À l'aide d'échantillons de sang prélevés sur 1326 personnes de 16 ans et plus vivant au Nunavik, les chercheurs ont découvert que les concentrations de sélénonéine et d'ergothionéine étaient respectivement 34 fois et 5 fois supérieures à celles mesurées chez des personnes vivant dans le sud du Québec. "Nos analyses montrent que plus la consommation d'aliments traditionnels est grande, plus les concentrations sanguines des deux composés sont élevées", souligne le professeur Ayotte.

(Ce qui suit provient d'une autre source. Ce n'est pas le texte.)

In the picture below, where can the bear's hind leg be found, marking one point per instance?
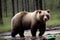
(42, 30)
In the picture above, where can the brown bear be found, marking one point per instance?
(30, 20)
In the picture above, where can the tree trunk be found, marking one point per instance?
(13, 7)
(38, 4)
(1, 20)
(17, 7)
(5, 7)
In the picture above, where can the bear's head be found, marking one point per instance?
(42, 15)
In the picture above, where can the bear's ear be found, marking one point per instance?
(48, 11)
(38, 11)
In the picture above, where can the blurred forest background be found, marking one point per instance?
(8, 8)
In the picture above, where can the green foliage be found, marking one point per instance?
(55, 18)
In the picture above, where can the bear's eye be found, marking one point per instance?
(39, 12)
(48, 11)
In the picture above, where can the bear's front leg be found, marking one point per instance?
(42, 29)
(33, 31)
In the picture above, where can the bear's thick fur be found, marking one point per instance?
(30, 20)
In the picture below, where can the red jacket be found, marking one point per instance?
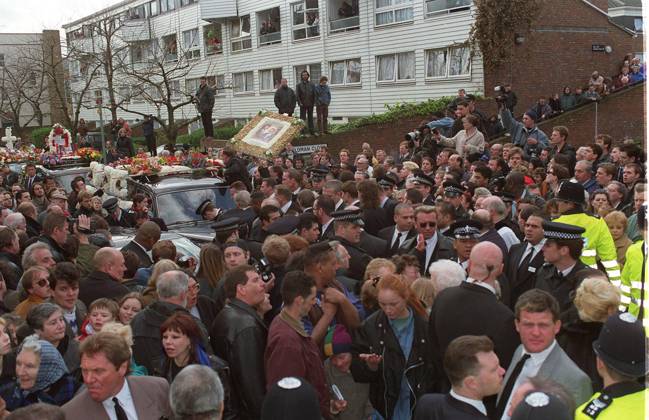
(290, 351)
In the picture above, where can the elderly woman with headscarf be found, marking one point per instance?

Les effets protecteurs de ces deux composés, en particulier l'effet détoxifiant du sélénionéine sur le méthylmercure, forcent un réexamen du niveau d'exposition à certains polluants qui serait attribuable à l'alimentation traditionnelle inuite. "Il est possible que, pour une consommation donnée d'aliments traditionnels, le risque de contamination au méthylmercure soit moins élevé qu'on le croyait. Il se pourrait également que les Inuits puissent consommer davantage d'aliments traditionnels sans augmenter les risques pour leur santé, s'ils s'assurent d'un apport suffisant en sélénonéine et en ergothionéine. Avant de tirer des conclusions nettes en ce sens, nous devons toutefois accumuler plus de preuves", conclut prudemment le professeur Ayotte.